Now if I turn the Reasoning switch to ON in the Query Panel, owl:sameAs reasoning will be included along with other reasoning entailed by triples in the Tbox.  When I run the query, I get the result

"Clifford B. Anderson"@en-us

Cool!  I can now use either the ORCID or the VIAF URI to refer to Cliff in triples, and I get the same result! [1]

Oddly enough, "Clifford Anderson"@nl-nl is NOT included in the results.  I haven't yet figured out why, because it should be in the results.  This problem only seems to happen for queries that depend on entailed triples.  If I change the query to

SELECT ?label
WHERE {
  <http://viaf.org/viaf/168432349> skos:prefLabel ?label.
  }

which requires only explicitly asserted triples, I get both results.  Is this a bug?

Note added 2016-03-02: I submitted a bug report on this to Stardog and got a response:
The sameAs URI that
> Stardog picked to use was http://orcid.org/0000-0003-0328-0792, which was
> different from the one that was linked to the skos:prefLabel triples:
> http://viaf.org/viaf/168432349.
> I don't know if that matters or not.

Turns out it matters and the bug occurs only when the triples are
asserted for the URI that is not being returned. We'll fix this for
the next release


Wikimedia Commons. left: Luigizanasi CC BY-SA, right: Øyvind Holmstad  CC BY-SA 

Could I actually build my True Believer's client?  

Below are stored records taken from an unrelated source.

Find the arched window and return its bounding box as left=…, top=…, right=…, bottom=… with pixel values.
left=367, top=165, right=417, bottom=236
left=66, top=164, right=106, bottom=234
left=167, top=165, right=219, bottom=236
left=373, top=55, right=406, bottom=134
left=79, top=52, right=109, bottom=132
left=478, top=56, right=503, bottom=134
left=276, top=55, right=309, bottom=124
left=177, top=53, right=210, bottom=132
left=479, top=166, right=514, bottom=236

In an earlier blog post, I described how I used the RDFLib Python library to grab GeoNames RDF by dereferencing GeoNames URIs, then put them into a graph that I saved on my hard drive.  I then manually loaded the graph into the Heard Library triplestore so that I could play with it using the public SPARQL endpoint.  The Heard Library triplestore is currently running Callimachus, which doesn't allow graphs to be loaded via HTTP.  Stardog does allow this, so in principle one could write a Python program to scrape metadata by dereferencing the ORCID, VIAF, and DOI URIs, then dump the scraped triples into a Stardog triplestore via HTTP using the SPARQL protocol.  I haven't read the Stardog manual carefully enough yet to know whether there is a way to specify via HTTP that a SPARQL query should be done with reasoning enabled or not.  It certainly can be done using the command line interface, so at a minimum the Python program should be able to interact with a local implementation of Stardog via command line.  Ooooh!!  That might be a good summer project...

Conclusions

Although this was really just an exercise to see if I could get Stardog to reason on real data (mostly) from the wild, I'm super-excited how easy it was to get it to work.  Both the Tbox (635 triples from the FOAF vocabulary) and the Abox (about 700 scraped from ORCID, VIAF, and DOIs, plus the linking triples I asserted) were relatively small, so the reasoning and queries executed almost instantly.  Aside from the one problem with not getting all of the language-tagged literals, the results were consistent with what I expected.  I'm planning next to "stress test" the system by bumping the number of triples in the Abox up by 3 or 4 orders of magnitude when I load the 1 million+ Bioimages triples.  I want to investigate the questions that I raised in an earlier blog post where I tried to conduct reasoning using generic SPARQL queries and ran into performance issues.  Stay tuned...

------------------------------------------------------------------------------

Footnote:

[1] The Stardog manual notes that when it performs owl:sameAs reasoning, it does not generate all of the possible alternative triples.  This prevents superfluous triple "bloating", but Stardog randomly chooses only one of the alternative URIs to track the resource.  As far as I can tell, there is no way to specify which one is preferred.  So for example, if a person's VIAF and ORCID URIs are linked with owl:sameAs, there is apparently no way to control which one Stardog would report in a SPARQL query result if the person's node were bound to a variable.